Dans une telle situation, la « réponse à Trump », au cyclone Trump, est donc confiée aux démocrates au niveau des États : et force est de constater que, par la force des choses, elle est moins forte, moins visible, moins perceptible que ce qu’on pourrait attendre (ou ce qu’on verrait) en France ou en Italie. La réaction que peut déployer le parti « national » se concentre surtout dans la sphère parlementaire, car c’est seulement au Congrès que démocrates et républicains disposent d’une force de frappe véritablement coordonnée. Mais c’est précisément cela – et c’est le revers de la médaille – qui explique l’aphonie des démocrates au cours de l’année écoulée : les démocrates sont minoritaires à la Chambre et au Sénat. Et cela, combiné à la majorité des juges républicains à la Cour suprême, les a empêchés de prendre des mesures concrètes pour contrer la présidence.
En partant du « banc »
Il reste un dernier point important pour comprendre les évolutions possibles, un point plus politique, et il concerne l’agenda démocrate. Ces dernières années, elle avait donné la priorité aux problèmes et aux batailles de l’éveil, et c’est pour cette raison que de nombreux analystes l’avaient désignée comme l’une des causes de la débâcle de Harris. Les Démocrates s’étaient éloignés de leur plateforme programmatique habituelle – défense des moins aisés et du coût de la vie élevé, Obamacare – pour adopter une approche basée sur l’annulation de la culture, l’inclusion, l’ultra-politiquement correct et les droits LGBTQ. Offrant ainsi un bon jeu à la propagande Maga et à Trump.
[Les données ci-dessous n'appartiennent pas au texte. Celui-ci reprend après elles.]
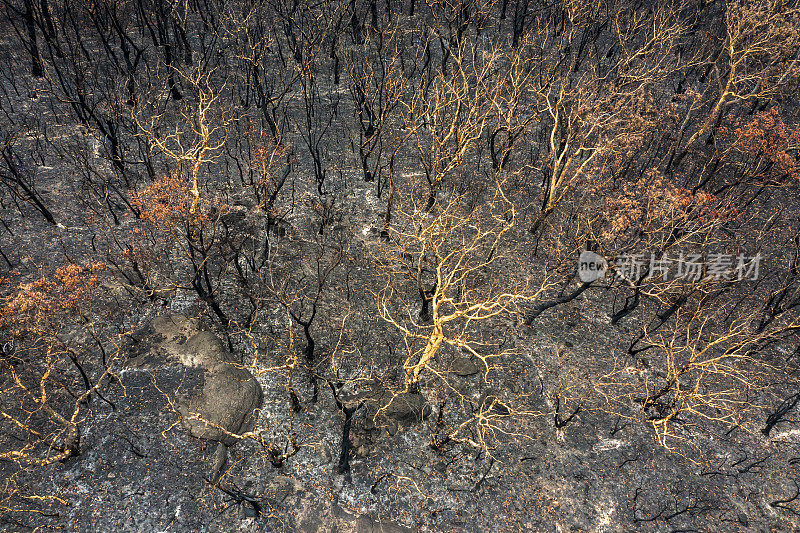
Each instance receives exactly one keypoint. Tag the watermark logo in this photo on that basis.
(591, 266)
(690, 267)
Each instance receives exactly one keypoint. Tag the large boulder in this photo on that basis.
(228, 399)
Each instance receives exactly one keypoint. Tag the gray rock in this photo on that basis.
(281, 487)
(464, 366)
(407, 407)
(365, 524)
(230, 396)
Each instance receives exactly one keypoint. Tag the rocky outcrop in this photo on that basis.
(229, 397)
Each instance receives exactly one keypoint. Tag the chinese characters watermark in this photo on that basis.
(691, 267)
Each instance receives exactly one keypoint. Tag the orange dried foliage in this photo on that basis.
(767, 136)
(34, 305)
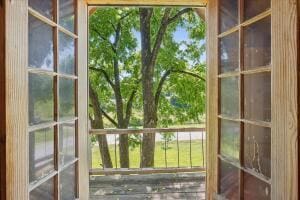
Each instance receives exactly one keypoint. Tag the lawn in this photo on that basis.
(185, 160)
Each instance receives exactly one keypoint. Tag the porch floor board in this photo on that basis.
(189, 186)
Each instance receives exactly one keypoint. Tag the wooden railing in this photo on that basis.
(192, 138)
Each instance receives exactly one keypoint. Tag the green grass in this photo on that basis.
(159, 158)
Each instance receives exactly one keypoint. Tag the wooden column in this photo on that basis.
(16, 99)
(83, 101)
(285, 109)
(212, 99)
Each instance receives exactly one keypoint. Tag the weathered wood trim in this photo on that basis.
(148, 2)
(125, 171)
(212, 98)
(145, 130)
(16, 63)
(83, 168)
(284, 156)
(2, 104)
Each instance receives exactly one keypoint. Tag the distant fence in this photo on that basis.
(193, 140)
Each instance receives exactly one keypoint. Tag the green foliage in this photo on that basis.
(182, 99)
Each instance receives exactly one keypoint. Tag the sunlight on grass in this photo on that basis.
(197, 153)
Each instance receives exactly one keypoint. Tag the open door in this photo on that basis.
(252, 98)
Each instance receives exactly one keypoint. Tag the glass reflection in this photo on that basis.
(257, 97)
(68, 184)
(41, 153)
(67, 14)
(229, 53)
(66, 54)
(66, 143)
(257, 44)
(40, 44)
(255, 189)
(41, 100)
(66, 98)
(228, 11)
(230, 139)
(45, 7)
(44, 192)
(230, 97)
(257, 149)
(229, 181)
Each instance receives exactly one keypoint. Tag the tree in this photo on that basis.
(113, 56)
(154, 34)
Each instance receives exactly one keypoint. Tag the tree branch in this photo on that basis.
(105, 39)
(160, 36)
(164, 78)
(179, 14)
(106, 76)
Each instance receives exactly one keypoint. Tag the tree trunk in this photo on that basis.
(150, 118)
(97, 123)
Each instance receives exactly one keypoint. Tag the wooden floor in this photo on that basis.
(190, 186)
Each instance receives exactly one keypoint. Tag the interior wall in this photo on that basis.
(2, 103)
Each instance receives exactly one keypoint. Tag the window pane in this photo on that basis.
(41, 101)
(44, 192)
(66, 54)
(45, 7)
(230, 139)
(257, 149)
(41, 153)
(66, 98)
(257, 44)
(255, 189)
(255, 7)
(228, 14)
(257, 97)
(229, 181)
(230, 97)
(40, 44)
(68, 184)
(229, 53)
(66, 14)
(67, 143)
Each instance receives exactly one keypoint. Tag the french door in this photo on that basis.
(52, 105)
(252, 97)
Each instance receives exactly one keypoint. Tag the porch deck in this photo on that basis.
(183, 186)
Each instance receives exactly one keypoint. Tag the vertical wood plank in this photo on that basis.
(284, 157)
(212, 98)
(2, 104)
(16, 61)
(83, 101)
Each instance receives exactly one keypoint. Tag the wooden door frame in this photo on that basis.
(285, 99)
(14, 179)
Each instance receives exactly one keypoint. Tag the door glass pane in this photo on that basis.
(257, 44)
(230, 97)
(41, 101)
(68, 184)
(255, 189)
(228, 14)
(257, 149)
(45, 7)
(40, 44)
(230, 139)
(257, 99)
(67, 14)
(255, 7)
(229, 181)
(67, 143)
(66, 98)
(229, 53)
(66, 54)
(44, 192)
(41, 153)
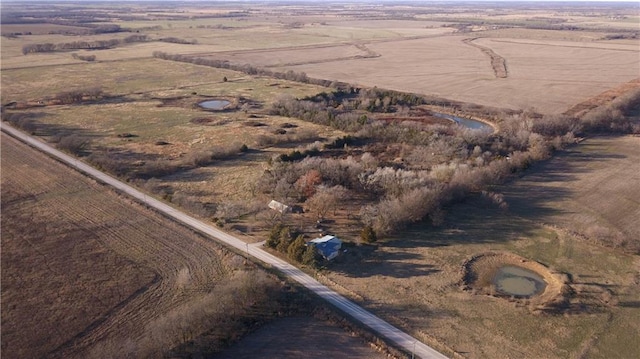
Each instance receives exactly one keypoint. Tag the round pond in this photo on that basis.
(519, 282)
(214, 104)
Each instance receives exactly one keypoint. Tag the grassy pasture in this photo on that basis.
(590, 190)
(413, 278)
(417, 278)
(141, 85)
(86, 259)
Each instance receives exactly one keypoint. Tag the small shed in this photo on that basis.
(328, 246)
(280, 207)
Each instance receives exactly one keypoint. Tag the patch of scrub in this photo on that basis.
(214, 104)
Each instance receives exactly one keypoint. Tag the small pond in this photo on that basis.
(466, 122)
(519, 282)
(214, 104)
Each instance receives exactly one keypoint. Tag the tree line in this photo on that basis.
(82, 45)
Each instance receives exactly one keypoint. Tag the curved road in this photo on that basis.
(381, 327)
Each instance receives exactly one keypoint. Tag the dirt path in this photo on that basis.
(131, 233)
(376, 324)
(602, 98)
(498, 63)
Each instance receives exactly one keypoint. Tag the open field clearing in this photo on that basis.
(546, 77)
(123, 273)
(108, 284)
(591, 190)
(56, 259)
(414, 281)
(418, 199)
(288, 57)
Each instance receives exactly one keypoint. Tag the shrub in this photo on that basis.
(368, 234)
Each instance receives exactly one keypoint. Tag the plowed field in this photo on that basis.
(80, 264)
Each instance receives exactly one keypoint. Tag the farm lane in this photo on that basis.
(381, 327)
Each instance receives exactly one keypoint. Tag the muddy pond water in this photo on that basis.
(214, 104)
(466, 122)
(519, 282)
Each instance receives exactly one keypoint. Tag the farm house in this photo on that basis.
(328, 246)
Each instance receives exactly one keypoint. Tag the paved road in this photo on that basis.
(400, 338)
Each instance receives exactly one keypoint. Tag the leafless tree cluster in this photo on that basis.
(616, 116)
(80, 45)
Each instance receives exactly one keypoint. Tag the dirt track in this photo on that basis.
(129, 234)
(498, 63)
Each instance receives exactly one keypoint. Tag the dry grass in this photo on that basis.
(590, 190)
(549, 77)
(413, 280)
(93, 266)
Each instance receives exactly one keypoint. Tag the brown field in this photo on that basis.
(98, 269)
(546, 77)
(585, 197)
(591, 190)
(418, 273)
(88, 260)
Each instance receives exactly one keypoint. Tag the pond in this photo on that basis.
(466, 122)
(214, 104)
(519, 282)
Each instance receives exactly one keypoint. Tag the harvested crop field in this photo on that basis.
(108, 278)
(591, 189)
(94, 266)
(548, 77)
(414, 281)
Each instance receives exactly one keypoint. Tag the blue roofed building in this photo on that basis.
(328, 246)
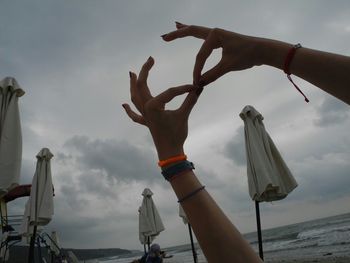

Et c’est précisément dans ce domaine que s’enregistrent les premières innovations. Certains comités démocratiques des différents États ont entamé un retrait lent mais décisif, redécouvrant des questions plus liées aux besoins concrets des électeurs, à la vie quotidienne. Par exemple, un courant émerge qui a pris le nom de The Bench (le « banc » des candidats), qui tente de « réinitialiser » le récit électoral démocratique pour le rendre engageant pour une plus grande majorité, et pas seulement pour une minorité comme cela s’est produit avec Woke.
La magistrature parraine certains candidats au Sénat et à la Chambre pour les prochaines élections de mi-mandat prévues le 3 novembre 2026. Et d’autres plateformes électorales locales présentent des demandes similaires dans divers États. Il s’agira désormais de comprendre si ce renversement de tendance pourrait suffire à arracher la majorité au Congrès aux républicains (à la Chambre c’est plus facile qu’au Sénat), confirmant ces signes de reprise déjà observés en novembre en Virginie et dans le New Jersey – passés des républicains aux démocrates – et que les mêmes sondages soulignent avec une dégradation progressive mais constante de la cote de popularité de Trump.
La date sur le calendrier
Les élections de novembre seront essentiellement décisives. Et, en restant dans le camp démocrate, ils constitueront également une étape clé pour faire émerger les profils d’éventuels challengers des Républicains en 2028. Pour l’instant, sur la ligne de départ se trouvent les gouverneurs de Pennsylvanie (Shapiro) et de Californie (Newsom). Mais ce sera le vote de mi-mandat qui dira où les démocrates sont en meilleure santé et qui lancera véritablement le défi pour la prochaine Maison Blanche.